Mr. Rick Norlock, MP (Quinte Northumberland) and descendant of the original
Kashubs in Canada, was delayed because of a late day vote in the House of Commons.
It is very fitting that this celebratory exhibit is featured in the capital
of Canada as Canada prides itself on being a multi-cultural mosaic enriched
by the heritage of its many peoples, some of whom still retain elements of their
original cultural traditions although they have been in Canada for many generations.
One such group are the Kashubs who are recognized as the first large group of Polish
immigrants to arrive in Canada with their Canadian history starting in 1858. Today,
the Kashubs constitute the most distinct regional and ethnocultural group in Poland.
Canada’s Kashubian cultural heritage has recently become more readily recognized with
the creation of the Polish Kashub Heritage Park and Museum in Wilno, which is
recognized as Canada’s first Polish Settlement and is still home to many descendants of the pioneer families.
Shirley Mask Connolly, curator of Polish Kashub Heritage
Museum in Wilno teamed up with Ewa Zadarnowski, President of the Polish-Canadian Women’s Federation,
Ottawa Branch, to co-ordinate this special 150th Anniversary Exhibit at the Bytown
Museum in celebration of this unique heritage.
The Exhibit features a variety of display panels using photographs and copies
of original documentation to describe the arrival of the first Kashubs in Canada
in 1858 and their struggle to survive on land with little agricultural potential.
Included are emigration documents as well as reports from the Canadian Government
Immigration Department [then under the Department of Agriculture].
The Kashubs came to Canada in hope of a better life and land to farm. They arrived
here penniless but were sustained by their strong faith. Through sheer determination,
they endured great hardship and deprivation and survived in the wild free grant lands
of the Opeongo Colonization Road and the nearby townships.
The exhibit at the Bytown also includes photographs of Kashubian immigrant families,
their first Canadian homes and farms, as well as an antique wedding portrait,
Crown Land Reports and a Free Grant deed.
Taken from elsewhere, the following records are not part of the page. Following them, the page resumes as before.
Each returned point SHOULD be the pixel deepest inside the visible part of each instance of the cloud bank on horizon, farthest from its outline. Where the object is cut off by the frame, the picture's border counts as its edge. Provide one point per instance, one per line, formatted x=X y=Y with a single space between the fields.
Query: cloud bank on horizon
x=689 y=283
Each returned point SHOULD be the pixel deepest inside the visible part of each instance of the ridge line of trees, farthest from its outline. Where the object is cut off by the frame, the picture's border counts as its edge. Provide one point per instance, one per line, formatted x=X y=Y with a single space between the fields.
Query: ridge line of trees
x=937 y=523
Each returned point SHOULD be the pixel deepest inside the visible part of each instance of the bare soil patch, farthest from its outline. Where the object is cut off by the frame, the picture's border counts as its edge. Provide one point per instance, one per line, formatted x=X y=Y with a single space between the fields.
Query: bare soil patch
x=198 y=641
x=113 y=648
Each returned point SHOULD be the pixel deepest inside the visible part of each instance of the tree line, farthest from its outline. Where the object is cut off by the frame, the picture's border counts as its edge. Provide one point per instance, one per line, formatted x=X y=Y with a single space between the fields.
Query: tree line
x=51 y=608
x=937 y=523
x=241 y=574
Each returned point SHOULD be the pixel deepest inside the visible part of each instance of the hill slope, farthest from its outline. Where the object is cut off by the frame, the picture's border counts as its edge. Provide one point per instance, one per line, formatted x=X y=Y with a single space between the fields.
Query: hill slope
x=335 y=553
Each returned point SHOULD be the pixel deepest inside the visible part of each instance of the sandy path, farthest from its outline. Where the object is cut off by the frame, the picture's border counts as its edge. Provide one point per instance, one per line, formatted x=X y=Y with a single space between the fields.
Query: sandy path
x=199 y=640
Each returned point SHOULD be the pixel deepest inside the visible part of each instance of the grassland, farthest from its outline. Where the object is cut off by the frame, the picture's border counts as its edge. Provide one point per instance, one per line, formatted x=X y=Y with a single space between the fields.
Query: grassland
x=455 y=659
Artifacts include colourful contemporary Kashubian
revival pottery and embroidery juxtaposed with a few treasures of the pioneer Kashubian
home - primarily religious objects such as their precious Polish hymn books (Spiewniks), prayer books,
prayer beads and holy pictures. Also on display is the richly embroidered "ceremonial"
costume of a Kashubian woman.
This display is a reminder of the rich cultural heritage and proud inheritance of a unique
group of Canadians who can trace their roots back a century and a half - and whose culture
endures to the present day.
The Exhibit continues until June 22 at the Community Gallery in the Bytown Museum
in Ottawa and then will be moved [in part] to the McDougall Mill Museum in Renfrew for the month of July.